A policy might help. But, at present, I don't believe there's anything requiring that the links to parents must be exclusively biological. IMHO, wikitree's goal is accuracy, and adoptive parents of a person are, in fact, the legal parents, and (albeit without a policy saying it's inaccuate) would be accurate to so indicate.

Don't press me for specific citations, but (as I remember) there are several published genealogies that list adopted children under their adoptive parents with notations.

Not a policy, but a guideline: http://www.wikitree.com/wiki/Adoptions_and_multiple_parents

Essentially, we do not put them in the parent 'slots' because it will produce 'false' results for DNA matching.For living people, discreation is advised (see the above cited guideline) as it is not a simple academic question.

Including a link in the bio to the parents, and conversely including a link in the parents bio is the best way to approach this - the same can be done for children who had multiple foster parents, or who associate a step-parent rather than a biological parent as 'father' or 'mother'

 

Since the biological parents are not known I put the adoptive parents in the parents slots and below 

==Biography==

insterted

==Genealogical/Adoptive disconnect==

figuring that would attract the attention of those needing the information.

Solution found. 

Fair enough. Guideline. I think that mnakes good sense.

My real objection to putting adoptive parents in the top slots is mainly inconsistency. If someone's biological parents are unknown, I'd expect it to say so clearly.

Another point is - are we talking only about legal adoptions? There were plenty of adoptions in the past that were not legally recognised (or we don't know whether they were). That is much better dealt with in the biography.
+2 votes
I'm adopted also. I put my adoptive parents as my mom & dad then checked the non-biological box. I'm going to address the adoption in my biography. Hope this helps
by Living McComb G2G2 (2.1k points)
Kimberly, doing that - adding a person who did not contribute genetic material to your creation and marking them "non-bioligic" was a so-calked fix created to passify a small but vocal minority who prefered the lineage of their adoptive family over their actual roots. It ABSOLUTELY effects the DNA structure of the tree in a negative fashion. To prove it, I added my two "adopted children" and flagged our relationship non-biologic. Both these adoptees are of the species canis lupus familiaris. Both are flagged as non-biologic relations to me. Both appear as siblings to my real daughter.
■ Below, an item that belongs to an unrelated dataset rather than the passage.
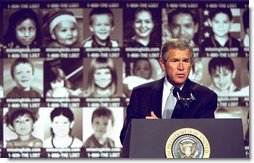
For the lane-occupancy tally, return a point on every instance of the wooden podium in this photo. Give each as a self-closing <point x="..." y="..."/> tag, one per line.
<point x="147" y="138"/>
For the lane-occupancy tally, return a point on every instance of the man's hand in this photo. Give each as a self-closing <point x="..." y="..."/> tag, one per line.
<point x="152" y="116"/>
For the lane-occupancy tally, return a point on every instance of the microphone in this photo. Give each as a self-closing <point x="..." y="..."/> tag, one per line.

When reviewing the DNA Ancestors report for my bitch Camera-53, the system says that she inherited her X chromosome and mitochondrial DNA from my family - despite the profiles being marked non-biological and the two of us being seperate species.

http://www.wikitree.com/treewidget/Camera-53/89

Likewise, the Wikitree DNA Ancestor report of my male German Shepherd insists he gets his X chromosome contribution from my lineage.
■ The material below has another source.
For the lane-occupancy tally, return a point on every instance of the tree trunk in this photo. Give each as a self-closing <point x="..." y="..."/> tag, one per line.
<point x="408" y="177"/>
http://www.wikitree.com/treewidget/Britton-1494/89

If these blatent errors exist on non-biologic profiles that so obviously do not carry any human DNA, much less mine, I shudder to think what kind of DNA mess will be on the tree after 10 or 20 years of adding non-biological "relatives". When the option of adding adopted parents to the profiles of adoptees was limited to only private profiles, the worst that could happen is that after the death of each party in the triad, decendent geneaologists who attempt to use DNA technology to prove their lineage will detect the absence of any shared genetic material and will disconnect the parents. Who knows how they will detect or correct the real relationships if the database is showing connections flagged as non-biologic as sharing chromosomes and DNA.